The consequences can be severe. Low potassium can cause cardiac arrhythmias, muscle weakness, respiratory distress, and paralysis. Low phosphorus decreases the heart’s ability to contract normally, reduces oxygen delivery to tissues, and in severe cases causes acute respiratory failure. Magnesium depletion worsens both of these problems and adds neurological symptoms like vertigo, convulsions, and depression. Together, low magnesium and potassium can trigger a potentially fatal heart rhythm called torsades de pointes. Thiamine deficiency, also common during refeeding, can cause memory impairment and brain damage.
This means treatment can’t simply begin with “eat more.” Nutritional rehabilitation has to be carefully managed and medically supervised, which slows the process, increases cost, and adds another layer of fear for patients who are already terrified of gaining weight.
Current Treatments Have Limited Success
The gold-standard psychological treatment for eating disorders is an enhanced form of cognitive behavioral therapy. For bulimia and binge eating disorder, it works reasonably well. But for anorexia, the numbers are sobering. In one implementation study at a specialized outpatient unit, 69% of anorexia patients dropped out of treatment entirely. Only 27% of all enrolled patients achieved recovery, defined as reaching a healthy BMI and scoring below the clinical threshold on a standardized eating disorder questionnaire.
The picture improves dramatically for those who actually complete treatment. In that same study, 78% of completers recovered, compared to just 12.5% of those who dropped out. A larger randomized trial found that about 60% of anorexia patients completed their assigned therapy. The pattern is consistent: treatment can work, but keeping people engaged long enough is the central challenge. The biological, psychological, and identity-level factors described above all conspire to push patients out of treatment before it has a chance to help.
Long-term follow-up data offers some encouragement alongside caution. In a 22-year study, most patients who achieved recovery maintained it. But 10.5% of recovered anorexia patients and 20.5% of recovered bulimia patients relapsed after their first decade of recovery, showing that vulnerability persists for years even after successful treatment.
Treatment Is Expensive and Hard to Access
Residential and inpatient eating disorder treatment costs an average of $2,000 per day. Intensive outpatient programs run about $1,500 per week. The University of California San Diego estimates that a typical treatment episode costs $80,000. These aren’t optional luxuries. Many patients cycle through multiple levels of care over several years.
Insurance coverage is unreliable.
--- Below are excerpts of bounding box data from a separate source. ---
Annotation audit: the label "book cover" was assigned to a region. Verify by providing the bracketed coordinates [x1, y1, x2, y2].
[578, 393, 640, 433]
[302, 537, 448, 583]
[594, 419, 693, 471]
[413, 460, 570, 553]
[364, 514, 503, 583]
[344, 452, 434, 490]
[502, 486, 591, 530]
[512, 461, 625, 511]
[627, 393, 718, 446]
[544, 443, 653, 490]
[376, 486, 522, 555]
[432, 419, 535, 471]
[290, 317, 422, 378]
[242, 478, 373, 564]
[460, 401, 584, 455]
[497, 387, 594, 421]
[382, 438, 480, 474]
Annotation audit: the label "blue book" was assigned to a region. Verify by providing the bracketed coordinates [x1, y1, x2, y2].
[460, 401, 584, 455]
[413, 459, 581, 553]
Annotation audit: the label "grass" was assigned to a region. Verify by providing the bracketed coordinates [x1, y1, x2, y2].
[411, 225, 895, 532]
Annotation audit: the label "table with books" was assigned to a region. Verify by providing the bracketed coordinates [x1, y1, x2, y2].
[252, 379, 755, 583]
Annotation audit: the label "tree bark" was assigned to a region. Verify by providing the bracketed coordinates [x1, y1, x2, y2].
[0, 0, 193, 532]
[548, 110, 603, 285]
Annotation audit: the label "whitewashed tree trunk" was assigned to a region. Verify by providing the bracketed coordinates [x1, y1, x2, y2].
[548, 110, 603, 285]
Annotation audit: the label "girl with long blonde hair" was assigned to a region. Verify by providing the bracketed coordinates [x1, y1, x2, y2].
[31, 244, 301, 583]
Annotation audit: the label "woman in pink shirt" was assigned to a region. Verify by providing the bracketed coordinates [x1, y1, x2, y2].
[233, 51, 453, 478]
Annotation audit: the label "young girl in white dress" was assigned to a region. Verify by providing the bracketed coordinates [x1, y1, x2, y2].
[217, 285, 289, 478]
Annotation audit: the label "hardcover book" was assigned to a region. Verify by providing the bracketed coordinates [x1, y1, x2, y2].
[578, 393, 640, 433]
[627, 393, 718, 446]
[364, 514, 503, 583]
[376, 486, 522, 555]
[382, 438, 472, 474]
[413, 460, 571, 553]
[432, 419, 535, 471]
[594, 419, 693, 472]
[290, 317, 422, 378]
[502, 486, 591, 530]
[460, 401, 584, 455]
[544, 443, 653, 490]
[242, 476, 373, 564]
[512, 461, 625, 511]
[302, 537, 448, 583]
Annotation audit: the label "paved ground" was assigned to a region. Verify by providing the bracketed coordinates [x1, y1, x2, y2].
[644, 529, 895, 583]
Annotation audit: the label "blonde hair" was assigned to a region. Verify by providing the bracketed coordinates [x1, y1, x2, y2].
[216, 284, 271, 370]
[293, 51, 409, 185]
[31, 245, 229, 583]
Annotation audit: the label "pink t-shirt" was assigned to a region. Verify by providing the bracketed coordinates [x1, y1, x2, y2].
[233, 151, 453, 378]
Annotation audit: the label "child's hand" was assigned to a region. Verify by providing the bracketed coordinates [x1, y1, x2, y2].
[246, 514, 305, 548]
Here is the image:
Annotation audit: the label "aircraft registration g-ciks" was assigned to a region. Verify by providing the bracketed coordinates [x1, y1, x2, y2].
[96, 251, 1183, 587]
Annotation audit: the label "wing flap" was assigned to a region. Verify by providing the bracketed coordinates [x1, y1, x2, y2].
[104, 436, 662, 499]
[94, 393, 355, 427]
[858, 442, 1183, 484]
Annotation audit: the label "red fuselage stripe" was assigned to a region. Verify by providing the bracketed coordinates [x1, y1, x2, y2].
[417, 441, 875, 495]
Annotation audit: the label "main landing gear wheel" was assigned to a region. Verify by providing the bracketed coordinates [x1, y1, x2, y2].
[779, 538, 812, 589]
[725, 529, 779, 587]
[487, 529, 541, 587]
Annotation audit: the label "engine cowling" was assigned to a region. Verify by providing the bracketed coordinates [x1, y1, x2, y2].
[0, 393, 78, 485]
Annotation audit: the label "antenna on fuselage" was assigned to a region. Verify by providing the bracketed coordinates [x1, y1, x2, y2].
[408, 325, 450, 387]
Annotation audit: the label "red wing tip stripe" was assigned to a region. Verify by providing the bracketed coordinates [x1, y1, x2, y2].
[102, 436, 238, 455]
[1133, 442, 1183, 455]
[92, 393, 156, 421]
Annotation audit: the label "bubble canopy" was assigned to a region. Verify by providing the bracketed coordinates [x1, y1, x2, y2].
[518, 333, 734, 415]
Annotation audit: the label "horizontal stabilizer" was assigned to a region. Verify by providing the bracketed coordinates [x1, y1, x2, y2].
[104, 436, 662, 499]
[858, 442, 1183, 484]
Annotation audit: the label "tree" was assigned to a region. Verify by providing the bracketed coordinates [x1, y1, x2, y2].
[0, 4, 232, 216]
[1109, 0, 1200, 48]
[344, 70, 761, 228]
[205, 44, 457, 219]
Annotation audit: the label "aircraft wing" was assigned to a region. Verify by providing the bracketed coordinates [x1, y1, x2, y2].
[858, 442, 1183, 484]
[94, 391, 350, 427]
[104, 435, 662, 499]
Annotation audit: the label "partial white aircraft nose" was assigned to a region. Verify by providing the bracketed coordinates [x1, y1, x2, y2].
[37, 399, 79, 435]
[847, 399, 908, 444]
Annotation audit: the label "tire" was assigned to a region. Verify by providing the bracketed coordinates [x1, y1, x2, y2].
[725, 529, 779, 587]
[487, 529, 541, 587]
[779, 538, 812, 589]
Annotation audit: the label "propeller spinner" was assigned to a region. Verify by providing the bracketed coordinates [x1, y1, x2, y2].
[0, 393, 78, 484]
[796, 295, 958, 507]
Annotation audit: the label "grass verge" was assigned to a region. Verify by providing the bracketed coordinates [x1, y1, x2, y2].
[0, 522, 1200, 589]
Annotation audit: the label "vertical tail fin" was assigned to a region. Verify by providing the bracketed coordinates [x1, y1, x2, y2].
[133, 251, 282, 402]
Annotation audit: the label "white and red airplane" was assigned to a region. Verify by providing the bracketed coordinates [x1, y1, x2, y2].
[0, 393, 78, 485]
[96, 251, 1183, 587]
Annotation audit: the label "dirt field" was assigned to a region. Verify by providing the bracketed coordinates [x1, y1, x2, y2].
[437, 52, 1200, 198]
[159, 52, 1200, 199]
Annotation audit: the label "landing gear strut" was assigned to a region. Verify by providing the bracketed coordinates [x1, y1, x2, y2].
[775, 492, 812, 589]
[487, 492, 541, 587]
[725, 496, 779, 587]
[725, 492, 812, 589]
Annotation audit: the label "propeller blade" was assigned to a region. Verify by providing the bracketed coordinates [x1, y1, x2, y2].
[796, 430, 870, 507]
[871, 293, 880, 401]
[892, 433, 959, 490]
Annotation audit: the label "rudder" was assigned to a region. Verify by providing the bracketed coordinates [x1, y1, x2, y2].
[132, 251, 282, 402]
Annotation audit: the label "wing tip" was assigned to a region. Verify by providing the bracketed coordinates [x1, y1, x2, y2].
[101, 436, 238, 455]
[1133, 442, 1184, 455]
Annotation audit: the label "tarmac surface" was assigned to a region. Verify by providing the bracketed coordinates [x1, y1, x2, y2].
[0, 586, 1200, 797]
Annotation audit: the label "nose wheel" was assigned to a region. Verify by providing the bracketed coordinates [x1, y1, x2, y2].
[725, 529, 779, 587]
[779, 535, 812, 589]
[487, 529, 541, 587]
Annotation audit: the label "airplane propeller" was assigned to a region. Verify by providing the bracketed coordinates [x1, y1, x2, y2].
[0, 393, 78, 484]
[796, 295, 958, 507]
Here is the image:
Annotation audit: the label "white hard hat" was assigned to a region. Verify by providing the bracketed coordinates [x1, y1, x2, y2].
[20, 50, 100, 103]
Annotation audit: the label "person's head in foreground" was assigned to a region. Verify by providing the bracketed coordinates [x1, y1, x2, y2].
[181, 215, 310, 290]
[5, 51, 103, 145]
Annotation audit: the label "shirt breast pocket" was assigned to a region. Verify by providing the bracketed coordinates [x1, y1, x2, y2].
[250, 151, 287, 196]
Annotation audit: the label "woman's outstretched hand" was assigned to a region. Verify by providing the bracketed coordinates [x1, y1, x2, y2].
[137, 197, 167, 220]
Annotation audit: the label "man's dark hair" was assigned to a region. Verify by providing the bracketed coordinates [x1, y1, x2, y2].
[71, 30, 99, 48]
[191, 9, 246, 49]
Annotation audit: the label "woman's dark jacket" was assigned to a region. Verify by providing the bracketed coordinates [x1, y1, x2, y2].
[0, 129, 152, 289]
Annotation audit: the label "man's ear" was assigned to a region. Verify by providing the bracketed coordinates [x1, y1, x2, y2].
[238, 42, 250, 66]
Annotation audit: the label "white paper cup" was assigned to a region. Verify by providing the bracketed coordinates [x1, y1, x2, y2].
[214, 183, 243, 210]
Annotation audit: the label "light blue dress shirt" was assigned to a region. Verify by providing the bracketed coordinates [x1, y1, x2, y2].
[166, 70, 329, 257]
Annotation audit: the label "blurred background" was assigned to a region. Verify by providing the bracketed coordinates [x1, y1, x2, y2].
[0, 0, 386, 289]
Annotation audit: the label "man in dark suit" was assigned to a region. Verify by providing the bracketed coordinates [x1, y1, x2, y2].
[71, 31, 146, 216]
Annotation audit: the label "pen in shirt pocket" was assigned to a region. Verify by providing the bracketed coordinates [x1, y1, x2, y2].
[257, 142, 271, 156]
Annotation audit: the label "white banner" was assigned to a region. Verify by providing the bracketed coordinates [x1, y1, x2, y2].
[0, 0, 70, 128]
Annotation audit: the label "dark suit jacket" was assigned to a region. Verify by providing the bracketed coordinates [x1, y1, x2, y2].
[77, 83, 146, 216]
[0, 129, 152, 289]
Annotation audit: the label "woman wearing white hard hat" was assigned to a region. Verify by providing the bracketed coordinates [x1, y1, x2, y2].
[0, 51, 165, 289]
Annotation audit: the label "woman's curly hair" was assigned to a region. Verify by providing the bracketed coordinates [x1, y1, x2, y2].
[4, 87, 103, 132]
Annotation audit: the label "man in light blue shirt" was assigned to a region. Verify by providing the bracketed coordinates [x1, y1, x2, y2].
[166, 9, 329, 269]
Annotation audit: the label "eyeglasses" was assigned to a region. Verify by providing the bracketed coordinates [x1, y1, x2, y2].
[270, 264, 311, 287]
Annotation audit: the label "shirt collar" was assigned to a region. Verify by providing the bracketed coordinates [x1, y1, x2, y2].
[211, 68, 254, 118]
Private plans often include level-of-care exclusions, approve only short-term stays, or impose medical necessity requirements that don’t align with how eating disorders actually progress. Government insurance like Medicare and Medicaid almost universally excludes everything between basic outpatient visits and full hospitalization, leaving the entire middle spectrum of care (partial hospitalization, residential treatment, intensive outpatient) inaccessible. This gap disproportionately affects low-income and disabled patients. According to Project HEAL, the number of people who have the personal funds or insurance coverage to complete a full course of treatment without unfair denials may be in the hundreds.
The result is that many patients receive fragmented care: a few weeks of residential treatment followed by abrupt discharge when insurance runs out, with inadequate step-down support. For a condition that requires sustained, intensive intervention, this pattern sets people up for relapse before they’ve had a real chance at recovery.